Adjustment

It’s been four full days since I’ve been back in Melbourne, my hometown, and my body is still having trouble adjusting to “real life”. Yesterday I rode 50km on my bike, and I was still full of beans by the evening, craving more intense physical activity. The day before that I rode my bike in the morning and took two martial arts classes in the afternoon, and by the time it was dark I still wanted to GET STUFF DONE. Today I’m planning to ride some single track just to see how much stronger my body has gotten, and there are plans for some more martial arts in the afternoon. Tomorrow is a day similar again in terms of amounts of energy expenditure and physical activity.

It’s been great to feel so fit and strong, but at times I also feel like I’ve got all this energy and I have no outlet to use it with. I could start running around the place like a maniac but I don’t know if that is the kind of person I want to be.

My friend said today that perhaps my body still thinks it’s in Hawaii – that it thinks it still needs to undergo strenuous physical exertion each day. I sat there listening to her, my body itching to bounce off the walls and do some interpretive dance, and that resonated deeply with me.

And it’s not only been my body that has had a difficult time adjusting. My mind has been spinning and doing mental cartwheels ever since the plane’s wheels hit the tarmac on home soil. I’ve been trying to fit back into “normal” life – trying to find the grooves and click in seamlessly like prefabricated floorboards do – but it just hasn’t been happening.

People ask me how the trip was, and it’s hard to even put that it into words. “Great,” I tell them, when what I actually want to say is, fucking incredible because I climbed up volcanoes and pushed myself beyond what I ever thought I could do and I met strangers and made great friends and didn’t get raped because people are actually really awesome but I did get attacked by feral dogs but I defended myself and spent so much time alone and learnt so much and got to know me and realised in the end that not only is the world the other people and the things in it awesome but that I need to give myself credit because I can be pretty awesome too. But that requires a little more time, possibly some seats, and some wine, and it is not always the time for that.

And so now I sit in my bedroom, trying to be curious about everything that was once familiar to me. My life is like the equivalent of an estranged lover who you once knew, but has now changed their hair, gotten a few more tattoos, and started speaking with a new affect. It looks, feels, and tastes different. And I feel like a tourist, or a stranger, reexamining the different aspects of this life with the innocence and curiosity of a person in a second hand thrift shop. Pick it up, examine it, put it back down.

A friend of a friend once said “everything’s on the table”. He said this in relation to relationships, but this phrase comes to my mind right now. What was once accepted, unquestioned, and normal is now up for review. And in a way I’m so lucky to be able to approach things that way. I’ve taken a lot of the life skills and the experiences that I’ve had on the road and I’ve brought them into my “normal” life.

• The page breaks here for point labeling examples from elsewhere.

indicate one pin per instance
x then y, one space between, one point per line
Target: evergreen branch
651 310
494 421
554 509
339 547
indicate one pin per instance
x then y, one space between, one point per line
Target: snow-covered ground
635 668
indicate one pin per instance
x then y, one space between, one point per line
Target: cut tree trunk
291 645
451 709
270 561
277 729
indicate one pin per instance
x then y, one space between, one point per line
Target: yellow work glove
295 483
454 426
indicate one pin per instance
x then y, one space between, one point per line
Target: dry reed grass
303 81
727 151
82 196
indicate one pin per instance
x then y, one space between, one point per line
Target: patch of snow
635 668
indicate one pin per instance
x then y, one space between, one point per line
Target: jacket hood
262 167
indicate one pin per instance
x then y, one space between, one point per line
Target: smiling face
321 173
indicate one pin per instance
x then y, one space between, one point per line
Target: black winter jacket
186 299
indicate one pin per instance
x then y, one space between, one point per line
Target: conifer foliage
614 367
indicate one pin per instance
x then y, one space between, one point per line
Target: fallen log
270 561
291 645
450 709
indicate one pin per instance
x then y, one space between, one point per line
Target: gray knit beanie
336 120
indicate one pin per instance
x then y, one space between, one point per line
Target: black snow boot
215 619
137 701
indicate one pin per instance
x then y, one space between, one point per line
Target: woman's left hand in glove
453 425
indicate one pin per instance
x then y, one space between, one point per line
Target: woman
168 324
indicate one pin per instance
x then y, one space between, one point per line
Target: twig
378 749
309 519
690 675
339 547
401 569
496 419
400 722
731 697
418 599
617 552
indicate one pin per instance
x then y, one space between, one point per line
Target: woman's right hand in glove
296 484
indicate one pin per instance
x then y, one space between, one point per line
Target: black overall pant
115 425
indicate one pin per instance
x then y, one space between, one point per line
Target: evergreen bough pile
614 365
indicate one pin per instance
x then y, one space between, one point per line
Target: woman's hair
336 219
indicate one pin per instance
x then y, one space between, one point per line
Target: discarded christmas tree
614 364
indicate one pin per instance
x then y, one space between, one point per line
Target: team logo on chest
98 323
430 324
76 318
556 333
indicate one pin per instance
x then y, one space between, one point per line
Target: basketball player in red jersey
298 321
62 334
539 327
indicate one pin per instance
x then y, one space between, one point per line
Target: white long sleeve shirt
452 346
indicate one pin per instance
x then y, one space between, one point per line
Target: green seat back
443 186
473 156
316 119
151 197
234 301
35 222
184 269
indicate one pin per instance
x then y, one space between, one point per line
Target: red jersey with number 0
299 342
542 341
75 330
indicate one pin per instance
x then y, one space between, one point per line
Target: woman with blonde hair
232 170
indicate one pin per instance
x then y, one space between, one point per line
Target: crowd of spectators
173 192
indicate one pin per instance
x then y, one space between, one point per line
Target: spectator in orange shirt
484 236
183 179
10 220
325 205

Tuning into my body, going at my own pace, going off the beaten track, staying fit and challenging physical limits – that all happens in the smallest of my moments in suburbia, on or off a bike. And all in all, as a result, I feel like I’m becoming someone I’m more proud to be, even though there are still some difficulties in readjusting to modern life. Oh and of course I’ve started planning my next three bike tours. It’s all a work in progress, after all.